Deleted Scenes: The Enemy Is Dead, Long Live The Enemy

In movies, there sometimes are villains who are so malevolent, so unredeemable, so hopelessly lost and vile of soul, that they must be destroyed. Emperor Palpatine in Star Wars, any number of Western evildoers, or, hell, the crazy octobutt lady from The Little Mermaid. These characters are written essentially as a vehicle for conflict resolution, and because there could never be any hope of turning them around or bringing them back from the darkness they’ve fallen into and become, we as the audience rejoice at their demise, saying, “It was all that could be done.”

Some villains, in film, in literature—and apparently in life—are too evil to be left alive.

For the last decade, the U.S. has painted Osama Bin Laden as one such villain. We all remember 9/11, the panic and terror that followed, the unnervingly jingoistic marches into Afghanistan and Iraq, the “Wanted: Dead Or Alive” posters, the video footage out of the Middle East, our men and women going off to fight, and as the people of the region that gave us agriculture and the founding elements of what we currently think of as existence stand up and demand the governmental representation that the West has been heralding as their birthright and Osama Bin Laden is killed in a raid on a mansion/compound in Abbottabad, Pakistan—where we all knew he was, anyway—I have to wonder: What exactly are we celebrating?

Because I’ve yet to learn my lesson, I turned on CNN after my wife told me the news she’d seen on the Internet, and we watched as a crowd of stupid teenagers gathered outside the White House, egged on by news cameras to yuck it up, chant “U.S.A! U.S.A.!” and the national anthem. It looked like the beginnings of a Girls Gone Wild video, and once again, I was fucking embarrassed to exist.

We do not deserve to rejoice at the death of Osama Bin Laden, or of anyone. As a nation, we’ve spent a decade lamenting 3,000+ people who died when planes met skyscrapers. From flags on cars to troops on the ground, the terror attacks of September 11, 2001, have literally been the defining moment in American foreign policy for the last decade, for better or worse—usually worse—and now that Osama Bin Laden, the Al Qaeda figurehead said to be responsible for implementing those attacks, is dead, we celebrate? It’s time to sober up, kids. Time to take that blue and red paint off your face. We should be mourning.

If you believe in the value of human life, that means everybody. Sorry to say it, but it’s true. Whether it’s an American soldier or an Iraqi freedom fighter, Afghani warlord or, yes, even Osama Bin Laden, if you believe that all life is imbued with dignity and intrinsic value, then considering all of the people who’ve lost their lives over the course of our wars in Afghanistan and Iraq—on all sides—it makes me sick to think of American children throwing their hands in the air and raising flags to herald the death of Bin Laden. Congratulations, you’ve learned nothing, and it only came at the price of bankrupting the nation.

I’m not saying America or its people should be mourning Bin Laden, but at least take a lucid look at the world that created him and our part in it.

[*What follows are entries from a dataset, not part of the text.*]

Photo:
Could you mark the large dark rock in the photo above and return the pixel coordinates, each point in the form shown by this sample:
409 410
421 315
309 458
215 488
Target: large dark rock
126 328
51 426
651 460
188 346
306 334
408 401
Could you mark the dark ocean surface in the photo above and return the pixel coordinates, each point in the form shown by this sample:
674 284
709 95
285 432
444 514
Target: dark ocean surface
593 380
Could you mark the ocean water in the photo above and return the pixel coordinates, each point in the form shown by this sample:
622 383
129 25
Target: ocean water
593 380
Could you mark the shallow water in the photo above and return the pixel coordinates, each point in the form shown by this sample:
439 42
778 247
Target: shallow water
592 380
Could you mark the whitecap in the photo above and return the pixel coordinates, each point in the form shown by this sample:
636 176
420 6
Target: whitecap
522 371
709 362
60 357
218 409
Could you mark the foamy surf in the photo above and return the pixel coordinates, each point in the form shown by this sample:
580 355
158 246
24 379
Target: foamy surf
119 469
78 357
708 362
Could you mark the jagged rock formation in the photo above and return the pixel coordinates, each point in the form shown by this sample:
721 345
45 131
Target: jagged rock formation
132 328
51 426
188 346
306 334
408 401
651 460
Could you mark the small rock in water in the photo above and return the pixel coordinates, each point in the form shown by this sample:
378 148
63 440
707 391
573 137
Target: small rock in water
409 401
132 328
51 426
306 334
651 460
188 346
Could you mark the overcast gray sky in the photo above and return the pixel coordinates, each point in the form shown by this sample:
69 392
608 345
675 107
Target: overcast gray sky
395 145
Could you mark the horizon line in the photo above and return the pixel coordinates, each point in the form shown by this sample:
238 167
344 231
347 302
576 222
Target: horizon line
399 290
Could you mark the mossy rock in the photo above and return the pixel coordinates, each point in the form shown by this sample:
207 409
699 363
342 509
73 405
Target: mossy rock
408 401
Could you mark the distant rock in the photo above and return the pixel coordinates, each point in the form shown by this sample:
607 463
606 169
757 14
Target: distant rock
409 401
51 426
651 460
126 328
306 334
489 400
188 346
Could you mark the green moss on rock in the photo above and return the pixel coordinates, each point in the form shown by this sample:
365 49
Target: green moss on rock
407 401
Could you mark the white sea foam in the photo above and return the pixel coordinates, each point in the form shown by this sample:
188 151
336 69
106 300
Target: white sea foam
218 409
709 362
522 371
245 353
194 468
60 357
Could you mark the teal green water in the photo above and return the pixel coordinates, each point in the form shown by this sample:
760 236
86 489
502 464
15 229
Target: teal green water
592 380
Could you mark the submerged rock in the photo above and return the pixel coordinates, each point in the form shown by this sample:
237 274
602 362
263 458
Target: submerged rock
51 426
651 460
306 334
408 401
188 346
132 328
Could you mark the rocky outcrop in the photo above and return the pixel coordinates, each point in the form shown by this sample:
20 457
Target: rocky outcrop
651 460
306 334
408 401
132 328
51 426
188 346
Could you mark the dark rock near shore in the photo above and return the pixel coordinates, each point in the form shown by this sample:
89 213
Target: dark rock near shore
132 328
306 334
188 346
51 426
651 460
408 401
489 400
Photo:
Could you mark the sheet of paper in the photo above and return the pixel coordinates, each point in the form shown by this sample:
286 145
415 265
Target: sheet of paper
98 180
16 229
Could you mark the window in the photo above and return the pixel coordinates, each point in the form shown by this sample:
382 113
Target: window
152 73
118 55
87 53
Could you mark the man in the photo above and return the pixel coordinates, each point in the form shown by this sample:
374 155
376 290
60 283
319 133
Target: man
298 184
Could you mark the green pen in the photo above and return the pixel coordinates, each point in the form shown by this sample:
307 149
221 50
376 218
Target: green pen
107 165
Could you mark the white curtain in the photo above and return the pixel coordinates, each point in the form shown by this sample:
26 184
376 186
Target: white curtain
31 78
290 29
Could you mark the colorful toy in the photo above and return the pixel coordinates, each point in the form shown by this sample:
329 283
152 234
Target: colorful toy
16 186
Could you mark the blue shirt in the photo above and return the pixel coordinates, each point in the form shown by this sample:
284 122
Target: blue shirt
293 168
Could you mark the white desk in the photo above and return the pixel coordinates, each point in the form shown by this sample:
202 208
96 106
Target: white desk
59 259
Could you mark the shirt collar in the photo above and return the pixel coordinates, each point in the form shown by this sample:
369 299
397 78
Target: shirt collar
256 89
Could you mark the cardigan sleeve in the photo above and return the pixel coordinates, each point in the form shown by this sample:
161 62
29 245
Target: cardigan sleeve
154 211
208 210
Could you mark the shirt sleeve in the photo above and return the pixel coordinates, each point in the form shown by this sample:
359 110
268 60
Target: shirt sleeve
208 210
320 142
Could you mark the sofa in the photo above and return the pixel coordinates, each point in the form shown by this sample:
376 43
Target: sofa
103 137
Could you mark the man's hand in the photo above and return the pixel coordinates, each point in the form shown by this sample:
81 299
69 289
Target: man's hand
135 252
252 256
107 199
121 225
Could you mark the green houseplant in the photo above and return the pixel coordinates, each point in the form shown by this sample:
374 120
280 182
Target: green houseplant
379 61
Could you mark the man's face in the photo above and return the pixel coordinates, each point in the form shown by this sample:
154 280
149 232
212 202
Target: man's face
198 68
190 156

I don’t know if Osama Bin Laden was too evil to be left alive, and at this point, it doesn’t matter. His function was more or less as a symbol of defiance against American imperial will, and we showed that such defiance has only one end, even if that end comes a decade later. Who it really means something for is President Obama, who strutted up to the podium to deliver the confirmation last night (May 1), every inch the cowboy George W. Bush never was, knowing for sure that he just sealed his reelection no matter what happens economically between then and now. I mean, seriously, this is the President who ended “Don’t Ask Don’t Tell” and killed Osama Bin Laden. He’s got something for everyone, and if you missed the birth certificate, he’s even American!

Maybe shooting Bin Laden gives 9/11 families some sense of peace or closure, but honestly, I hope not. Because that would mean that we as a people have hit the point where the only thing that satisfies our bloodlust is revenge, and what’s more villainous than that? Osama Bin Laden is dead. So are a lot of other people, and if you think it’s alright to pick and choose who deserves to live and who deserves to die, then you’ve obviously lost sight of what got us into this mess in the first place.